Some people just tend to me more aware and observant when handling things and this seems to be the case for Barry and his family. Most 200,000 mile cars have the ignition key surrounding area scarred from keys scraping it when the car was started umpteen million times or from the key chain rubbing whenever the car hits a bump. Have a look at Barry's ignition switch. It has never been restored; it was just used carefully.

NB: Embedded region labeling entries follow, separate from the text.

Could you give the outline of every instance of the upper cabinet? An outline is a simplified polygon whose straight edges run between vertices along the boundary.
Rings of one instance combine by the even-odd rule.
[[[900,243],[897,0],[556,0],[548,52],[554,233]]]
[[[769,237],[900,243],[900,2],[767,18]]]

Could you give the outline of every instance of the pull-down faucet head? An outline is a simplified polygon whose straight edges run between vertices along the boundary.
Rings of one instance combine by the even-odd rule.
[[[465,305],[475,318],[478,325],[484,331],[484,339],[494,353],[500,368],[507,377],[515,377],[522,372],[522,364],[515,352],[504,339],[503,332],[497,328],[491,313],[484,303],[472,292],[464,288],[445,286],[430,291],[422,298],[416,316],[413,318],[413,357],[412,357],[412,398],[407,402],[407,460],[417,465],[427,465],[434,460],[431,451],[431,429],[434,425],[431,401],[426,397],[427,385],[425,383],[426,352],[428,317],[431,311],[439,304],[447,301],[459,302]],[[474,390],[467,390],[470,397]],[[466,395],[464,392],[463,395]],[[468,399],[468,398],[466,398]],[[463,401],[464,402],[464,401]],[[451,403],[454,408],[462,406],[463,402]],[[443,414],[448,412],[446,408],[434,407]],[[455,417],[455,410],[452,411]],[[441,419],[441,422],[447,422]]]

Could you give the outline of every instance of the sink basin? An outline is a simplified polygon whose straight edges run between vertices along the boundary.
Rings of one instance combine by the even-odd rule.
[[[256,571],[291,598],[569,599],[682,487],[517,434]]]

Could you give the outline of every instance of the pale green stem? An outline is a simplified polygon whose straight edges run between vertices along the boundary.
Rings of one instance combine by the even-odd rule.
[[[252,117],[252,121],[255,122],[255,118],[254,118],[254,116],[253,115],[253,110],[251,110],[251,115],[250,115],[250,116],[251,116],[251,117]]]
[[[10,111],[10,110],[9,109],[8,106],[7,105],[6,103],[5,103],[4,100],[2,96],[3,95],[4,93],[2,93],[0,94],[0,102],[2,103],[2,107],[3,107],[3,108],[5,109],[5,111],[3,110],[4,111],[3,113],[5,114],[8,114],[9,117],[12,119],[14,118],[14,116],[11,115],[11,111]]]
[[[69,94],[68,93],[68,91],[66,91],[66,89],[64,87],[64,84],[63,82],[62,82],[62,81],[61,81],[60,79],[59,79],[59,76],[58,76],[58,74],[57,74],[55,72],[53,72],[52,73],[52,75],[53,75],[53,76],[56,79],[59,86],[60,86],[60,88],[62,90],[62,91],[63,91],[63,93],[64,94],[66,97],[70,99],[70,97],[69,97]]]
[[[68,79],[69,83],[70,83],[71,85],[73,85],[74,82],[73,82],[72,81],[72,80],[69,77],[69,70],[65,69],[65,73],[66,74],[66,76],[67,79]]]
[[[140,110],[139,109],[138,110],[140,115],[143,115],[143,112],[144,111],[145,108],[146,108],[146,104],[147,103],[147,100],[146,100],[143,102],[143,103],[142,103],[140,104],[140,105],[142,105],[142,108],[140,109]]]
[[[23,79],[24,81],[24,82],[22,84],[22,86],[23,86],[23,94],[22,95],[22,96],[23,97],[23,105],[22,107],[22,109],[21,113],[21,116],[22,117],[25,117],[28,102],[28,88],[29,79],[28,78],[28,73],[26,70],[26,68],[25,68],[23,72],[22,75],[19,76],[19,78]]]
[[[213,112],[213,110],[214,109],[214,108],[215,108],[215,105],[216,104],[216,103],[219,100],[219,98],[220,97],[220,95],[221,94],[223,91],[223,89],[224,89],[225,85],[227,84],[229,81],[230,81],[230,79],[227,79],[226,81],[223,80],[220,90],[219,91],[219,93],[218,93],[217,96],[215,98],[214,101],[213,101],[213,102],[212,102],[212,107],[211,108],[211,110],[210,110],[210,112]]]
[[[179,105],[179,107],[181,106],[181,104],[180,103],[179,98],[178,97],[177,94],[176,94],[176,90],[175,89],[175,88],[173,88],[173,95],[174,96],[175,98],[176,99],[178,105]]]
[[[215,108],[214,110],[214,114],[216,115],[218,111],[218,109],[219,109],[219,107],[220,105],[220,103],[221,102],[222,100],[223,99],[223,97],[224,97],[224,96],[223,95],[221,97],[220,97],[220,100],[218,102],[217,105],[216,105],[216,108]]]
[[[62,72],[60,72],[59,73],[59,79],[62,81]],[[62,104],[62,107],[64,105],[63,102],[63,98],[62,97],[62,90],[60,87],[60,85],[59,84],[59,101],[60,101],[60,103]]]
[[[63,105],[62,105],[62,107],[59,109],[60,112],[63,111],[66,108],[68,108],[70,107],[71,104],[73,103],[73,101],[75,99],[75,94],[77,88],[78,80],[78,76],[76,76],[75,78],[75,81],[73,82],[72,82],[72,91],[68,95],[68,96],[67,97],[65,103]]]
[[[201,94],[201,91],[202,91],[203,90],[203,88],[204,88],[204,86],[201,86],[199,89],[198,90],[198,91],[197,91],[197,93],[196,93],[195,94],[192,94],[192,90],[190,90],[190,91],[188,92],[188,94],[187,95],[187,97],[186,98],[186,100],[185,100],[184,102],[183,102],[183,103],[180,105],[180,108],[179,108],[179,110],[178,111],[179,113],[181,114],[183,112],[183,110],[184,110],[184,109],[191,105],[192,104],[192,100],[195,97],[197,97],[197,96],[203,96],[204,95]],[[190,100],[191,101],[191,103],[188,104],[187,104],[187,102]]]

65 gto barry troup ignition swtich

In 1974 Barry bought a $100.00 junker engine which he 'temporarily' installed in the GTO while the original engine was out for a rebuild. We all know about the time frame with these rebuilds. The original engine made it back into the car in 1987. The GTO had been in use while the original engine was out and the return of the 'born with' 389 made no difference to Barry's pattern of using his car liberally. At this point the GTO was a sunny day driver and show car. Barry had a 1990 Laser which he used for the daily driver grind.

The daily driver Laser didn't noticeably impinge upon Barry piling on the mileage on his GTO. This period of the GTOs life saw lots of long distance action going to car shows out of town. In 1996 Barry drove the GTO from Los Angeles, California to Denver, Colorado for the GTOAA international show. In 1998 the GTO made the trip from L.A. to the GTOAA meet in Witicha, Kansas. To make life bearable on the road trips Barry swapped in a 3.08 axle for the trips, then put the original 3.55s back in afterwards.

65 gto barry troup front seats

It wasn't until May, 1994 that Barry was bitten by the drag racing bug. The GTO did quite well during the next 3 years in the Pontiac Drag Days series. Barry managed a 14.52 quarter mile time at Los Angeles Country Raceway (3,000 ft elevation uncorrected time) with the original car and a set of racing tires. The racing was fun, but the stresses imposed on this original car began to take their toll. Detonating the number one cylinder at Brother's Raceway was a wake up call. The engine currently has new rod bearings. Aside from rebuilt insides, the original 389 has a correct '068' cam, original carburetors, throttle linkage and spark plug cables. The air cleaners are original with new foams. The transmission held up without any issues, but the original cone type rear axle needed a rebuild. Interestingly, the other part of the GTO that showed damage from the drag racing stint was the paint. A crack in the paint appeared at the rear window caused by torque twist at launch.

65 gto barry troup torque flex in paint

Barry allowed the GTO to resume its usual pattern of high usage but retired it from drag strip duty in May, 1997. He switched to building up his brown daily driver 1965 LeMans post which had already been thoroughly pre- thrashed before Barry laid eyes on it.